No. I mean, maybe for some people. Some of us just enjoy talking about tech stuff online.
He named it, so is ever so slightly wrong - but all of us who have been around for a while and have participated semi-regularly in discussions without getting banned are in. Relative to the global online population this is still a very small group.
I don't think that's quite right. In Lewis's thesis, you only really encounter the in/out question by interacting with people who are in. By your definition, interacting on HN puts you in already. And "and have participated semi-regularly in discussions without getting banned" is a much lower bar than anything Lewis is talking about. You'd have a much better point w.r.t. lobste.rs or other invite-only forums, but the whole concept is dubious without private discussions.
The forum itself enforces a level of in/out. There's the green text for new users, then karma thresholds gating some actions.

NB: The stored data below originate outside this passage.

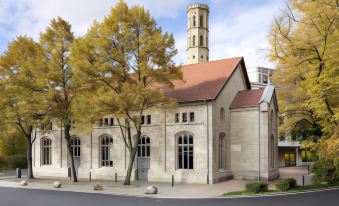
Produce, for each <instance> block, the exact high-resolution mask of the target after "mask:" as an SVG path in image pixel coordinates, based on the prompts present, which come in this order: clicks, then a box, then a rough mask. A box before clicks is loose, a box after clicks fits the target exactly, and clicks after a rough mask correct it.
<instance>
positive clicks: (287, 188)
mask: <svg viewBox="0 0 339 206" xmlns="http://www.w3.org/2000/svg"><path fill="white" fill-rule="evenodd" d="M275 187H276V188H277V189H278V190H281V191H287V190H289V189H290V185H289V183H288V180H277V182H276V183H275Z"/></svg>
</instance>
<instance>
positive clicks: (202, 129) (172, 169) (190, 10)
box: [33, 4, 278, 184]
mask: <svg viewBox="0 0 339 206" xmlns="http://www.w3.org/2000/svg"><path fill="white" fill-rule="evenodd" d="M188 27H189V29H188V42H189V43H188V47H187V64H186V65H184V66H182V68H181V69H182V73H183V79H184V81H174V82H173V83H174V89H165V90H164V92H165V94H166V95H168V96H171V97H173V98H174V99H175V100H176V101H177V102H178V104H179V106H178V108H176V109H175V110H164V109H150V110H147V111H146V112H145V113H144V116H143V121H142V122H143V127H142V137H141V139H140V141H139V147H138V153H137V155H136V157H135V158H136V159H135V164H134V169H133V174H132V179H133V180H149V181H165V182H166V181H167V182H170V181H171V179H172V175H173V176H174V178H175V181H176V182H191V183H207V184H209V183H216V182H220V181H223V180H226V179H230V178H236V179H257V178H260V179H274V178H276V177H277V176H278V116H277V115H278V106H277V99H276V95H275V89H274V87H273V86H272V85H269V86H267V87H265V88H260V89H257V90H252V89H251V84H250V81H249V78H248V75H247V71H246V67H245V62H244V59H243V58H242V57H235V58H228V59H223V60H217V61H208V52H209V49H208V6H207V5H205V4H191V5H189V7H188ZM197 58H199V60H197ZM98 118H100V117H98ZM116 122H117V119H116V118H115V117H114V116H106V117H102V119H101V121H100V123H99V124H98V125H96V126H93V128H89V129H88V130H89V131H90V132H89V133H88V132H85V131H82V130H79V129H76V128H73V129H72V130H71V135H72V141H71V143H72V153H73V157H74V158H75V164H76V167H77V173H78V176H79V177H80V178H88V176H89V173H91V175H92V179H114V176H115V174H117V176H118V179H122V178H124V176H125V174H126V171H127V164H128V161H129V156H128V155H127V154H128V153H127V150H126V146H125V144H124V141H123V138H122V136H121V131H120V128H119V126H117V124H116ZM44 131H45V130H39V129H37V130H36V137H37V139H36V141H35V142H34V144H33V170H34V173H35V175H36V176H37V177H39V176H53V177H67V174H68V173H67V172H68V167H69V164H70V162H69V160H68V158H67V157H68V153H67V148H66V142H65V140H64V137H63V128H58V127H57V126H56V125H55V124H53V125H52V126H50V128H49V130H47V131H46V132H44ZM134 133H135V131H134Z"/></svg>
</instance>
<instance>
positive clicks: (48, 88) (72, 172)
mask: <svg viewBox="0 0 339 206" xmlns="http://www.w3.org/2000/svg"><path fill="white" fill-rule="evenodd" d="M73 40H74V36H73V33H72V31H71V25H70V24H69V23H68V22H66V21H65V20H63V19H62V18H60V17H58V18H57V19H52V20H51V23H50V26H49V27H47V28H46V31H45V32H44V33H41V34H40V44H41V46H42V47H43V51H44V53H45V55H46V57H47V63H46V67H47V72H46V76H45V83H46V86H47V88H48V92H47V95H46V101H47V102H48V105H49V109H48V112H47V114H48V118H49V119H52V120H53V121H56V122H57V124H59V125H60V127H63V128H64V130H63V131H64V139H65V140H66V143H67V151H68V155H69V159H70V162H71V176H72V181H73V182H77V181H78V178H77V174H76V171H75V165H74V158H73V153H72V146H71V135H70V130H71V129H72V125H73V123H74V117H73V115H74V106H75V105H74V104H75V100H74V99H75V98H76V96H77V85H75V84H74V82H73V77H74V76H73V71H72V67H71V65H70V64H69V58H70V53H71V49H72V45H73Z"/></svg>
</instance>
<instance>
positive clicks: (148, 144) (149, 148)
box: [137, 136, 150, 180]
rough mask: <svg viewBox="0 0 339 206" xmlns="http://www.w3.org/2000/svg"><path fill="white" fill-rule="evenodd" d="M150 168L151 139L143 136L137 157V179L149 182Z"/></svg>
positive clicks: (138, 179)
mask: <svg viewBox="0 0 339 206" xmlns="http://www.w3.org/2000/svg"><path fill="white" fill-rule="evenodd" d="M149 168H150V138H149V137H147V136H142V137H141V138H140V140H139V145H138V157H137V179H138V180H148V170H149Z"/></svg>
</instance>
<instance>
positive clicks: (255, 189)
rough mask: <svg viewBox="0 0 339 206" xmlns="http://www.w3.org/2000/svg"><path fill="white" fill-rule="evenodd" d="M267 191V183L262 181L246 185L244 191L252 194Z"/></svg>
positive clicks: (247, 184) (267, 186) (248, 182)
mask: <svg viewBox="0 0 339 206" xmlns="http://www.w3.org/2000/svg"><path fill="white" fill-rule="evenodd" d="M267 190H268V186H267V183H265V182H262V181H252V182H248V183H246V191H247V192H252V193H259V192H266V191H267Z"/></svg>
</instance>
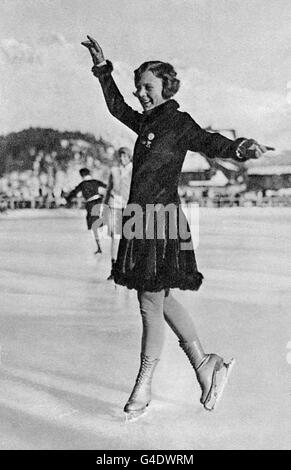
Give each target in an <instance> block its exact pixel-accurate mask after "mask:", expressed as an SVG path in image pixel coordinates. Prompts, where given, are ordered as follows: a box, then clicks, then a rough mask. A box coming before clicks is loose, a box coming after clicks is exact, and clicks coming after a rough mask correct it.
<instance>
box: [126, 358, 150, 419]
mask: <svg viewBox="0 0 291 470" xmlns="http://www.w3.org/2000/svg"><path fill="white" fill-rule="evenodd" d="M158 361H159V359H151V358H149V357H148V356H144V355H141V364H140V369H139V372H138V375H137V378H136V381H135V385H134V387H133V390H132V392H131V395H130V397H129V399H128V401H127V403H126V405H125V407H124V413H125V421H126V422H133V421H136V420H137V419H139V418H140V417H141V416H143V415H144V414H145V413H146V411H147V408H148V406H149V404H150V401H151V384H152V378H153V373H154V370H155V368H156V365H157V363H158Z"/></svg>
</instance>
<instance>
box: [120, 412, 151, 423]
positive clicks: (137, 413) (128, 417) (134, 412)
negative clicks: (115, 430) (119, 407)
mask: <svg viewBox="0 0 291 470" xmlns="http://www.w3.org/2000/svg"><path fill="white" fill-rule="evenodd" d="M146 413H147V408H146V409H145V410H141V411H130V412H128V413H124V414H125V424H129V423H134V422H136V421H138V420H139V419H140V418H142V417H144V416H145V415H146Z"/></svg>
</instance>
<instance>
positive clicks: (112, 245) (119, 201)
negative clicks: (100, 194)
mask: <svg viewBox="0 0 291 470" xmlns="http://www.w3.org/2000/svg"><path fill="white" fill-rule="evenodd" d="M118 159H119V165H118V166H114V167H112V168H111V171H110V175H109V180H108V184H107V188H106V193H105V196H104V205H107V206H108V207H109V208H110V220H109V223H108V229H109V233H110V238H111V248H110V252H111V273H110V275H109V277H108V280H111V279H113V270H114V265H115V261H116V257H117V250H118V243H119V235H120V234H121V230H120V229H121V227H122V210H123V209H124V208H125V206H126V204H127V201H128V197H129V190H130V183H131V174H132V162H131V160H132V154H131V151H130V150H129V148H127V147H120V149H119V150H118Z"/></svg>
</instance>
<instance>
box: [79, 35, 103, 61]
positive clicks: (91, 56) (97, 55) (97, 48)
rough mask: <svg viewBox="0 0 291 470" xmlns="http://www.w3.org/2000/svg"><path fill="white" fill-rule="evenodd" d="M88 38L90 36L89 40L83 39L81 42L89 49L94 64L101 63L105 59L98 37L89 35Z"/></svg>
mask: <svg viewBox="0 0 291 470" xmlns="http://www.w3.org/2000/svg"><path fill="white" fill-rule="evenodd" d="M87 38H88V41H83V42H81V44H82V46H85V47H86V48H87V49H88V50H89V52H90V54H91V57H92V60H93V64H94V65H99V64H101V63H102V62H104V60H105V58H104V55H103V51H102V49H101V47H100V46H99V44H98V42H97V41H96V39H93V38H92V37H91V36H87Z"/></svg>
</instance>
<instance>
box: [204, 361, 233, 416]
mask: <svg viewBox="0 0 291 470" xmlns="http://www.w3.org/2000/svg"><path fill="white" fill-rule="evenodd" d="M234 365H235V359H231V360H230V362H229V363H227V364H223V367H222V368H221V369H220V370H218V371H217V372H216V373H215V377H214V383H213V387H212V388H213V392H212V393H211V396H210V398H209V399H208V400H207V402H206V403H205V404H204V408H205V409H206V410H207V411H213V410H214V409H215V408H216V406H217V404H218V402H219V401H220V399H221V397H222V395H223V392H224V389H225V387H226V384H227V382H228V378H229V376H230V373H231V371H232V368H233V366H234Z"/></svg>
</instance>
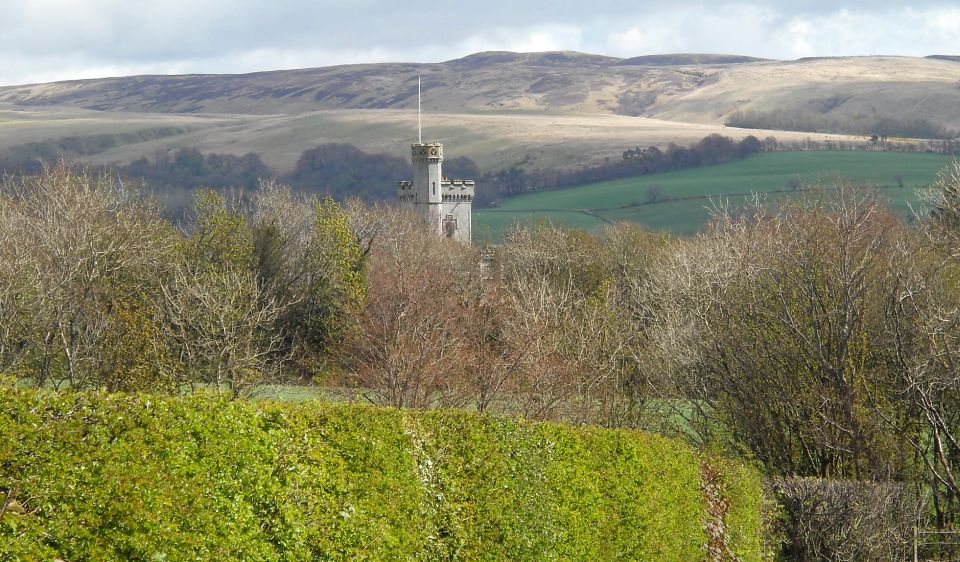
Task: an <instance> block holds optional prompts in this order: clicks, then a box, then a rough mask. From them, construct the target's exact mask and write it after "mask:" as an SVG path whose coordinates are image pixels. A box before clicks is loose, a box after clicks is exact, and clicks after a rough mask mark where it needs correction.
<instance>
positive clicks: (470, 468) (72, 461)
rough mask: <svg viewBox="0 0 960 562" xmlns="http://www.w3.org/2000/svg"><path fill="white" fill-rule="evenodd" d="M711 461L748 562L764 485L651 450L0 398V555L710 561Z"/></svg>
mask: <svg viewBox="0 0 960 562" xmlns="http://www.w3.org/2000/svg"><path fill="white" fill-rule="evenodd" d="M708 463H709V466H710V473H711V474H713V473H719V474H720V475H721V476H720V480H721V481H722V486H721V487H722V489H723V490H729V491H735V492H736V493H735V494H727V493H726V492H724V497H723V501H722V502H721V505H723V507H724V513H725V515H724V516H723V522H722V525H721V527H722V528H723V529H725V531H724V532H725V533H726V537H725V543H726V550H727V554H728V555H729V554H736V555H737V556H738V557H739V558H740V559H741V560H759V558H760V548H761V547H760V535H761V529H760V503H761V487H760V482H759V477H758V475H757V474H756V473H754V472H753V471H751V470H747V469H745V468H744V467H742V466H740V465H736V464H734V463H731V462H728V461H713V460H710V459H707V458H706V457H702V456H700V455H698V454H697V453H696V452H695V451H694V450H693V449H691V448H690V447H688V446H687V445H685V444H684V443H682V442H680V441H675V440H670V439H666V438H663V437H658V436H655V435H649V434H645V433H640V432H635V431H615V430H603V429H598V428H592V427H583V428H571V427H566V426H562V425H558V424H548V423H529V422H525V421H517V420H510V419H503V418H496V417H489V416H483V415H476V414H470V413H464V412H453V411H440V412H424V411H405V410H394V409H380V408H372V407H366V406H360V405H354V404H328V403H319V402H316V403H306V404H276V403H263V402H243V401H235V402H227V401H222V400H217V399H214V398H209V397H188V398H162V397H156V396H128V395H102V394H54V393H48V392H36V391H32V390H25V389H19V388H11V387H10V386H3V385H0V559H4V560H6V559H13V560H52V559H55V558H61V559H63V560H70V561H80V560H155V561H161V560H169V561H173V560H658V561H659V560H664V561H669V560H676V561H683V562H688V561H691V560H704V559H706V558H707V556H708V555H707V552H708V550H707V542H708V539H707V532H706V531H705V529H707V528H708V527H709V526H710V525H709V524H710V523H711V521H708V519H710V517H711V516H710V515H708V509H707V500H706V499H705V494H704V492H702V490H703V489H704V487H703V485H702V483H701V480H702V478H701V473H702V472H703V470H702V469H703V467H704V466H708ZM706 495H707V496H709V494H706ZM715 503H716V502H715ZM714 511H715V510H714ZM710 512H713V511H710ZM713 523H716V522H715V521H714V522H713ZM713 528H716V527H715V526H714V527H713ZM714 541H715V537H711V544H712V543H713V542H714Z"/></svg>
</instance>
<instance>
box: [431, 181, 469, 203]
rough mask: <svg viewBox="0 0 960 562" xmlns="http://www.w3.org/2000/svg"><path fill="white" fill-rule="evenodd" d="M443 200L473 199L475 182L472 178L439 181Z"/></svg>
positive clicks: (449, 200)
mask: <svg viewBox="0 0 960 562" xmlns="http://www.w3.org/2000/svg"><path fill="white" fill-rule="evenodd" d="M440 189H441V195H443V200H444V201H473V195H474V193H475V190H476V184H475V183H474V181H473V180H448V179H444V180H443V181H441V182H440Z"/></svg>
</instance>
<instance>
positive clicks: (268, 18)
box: [0, 0, 960, 85]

Still a ludicrously low bar. Doesn't change much (again, compared to Lewis's inner ring).
Granted, but I'm not saying that just posting and commenting on HN, or passing the various gates, constitutes being 'in'. Even having high karma isn't 'in'. I don't know if I can articulate what counts as being 'in', but certainly participation in a YC round is part of it.
The latter quarter of the article goes into depth about how one can accidentally find oneself in an inner ring, but it is through a wholesome pursuit and no ulterior motive. The other reply to this comment gets it write: people here like interacting with the things on HN.

In other words, to comment on HN does not mean you are striving to be in the inner circle.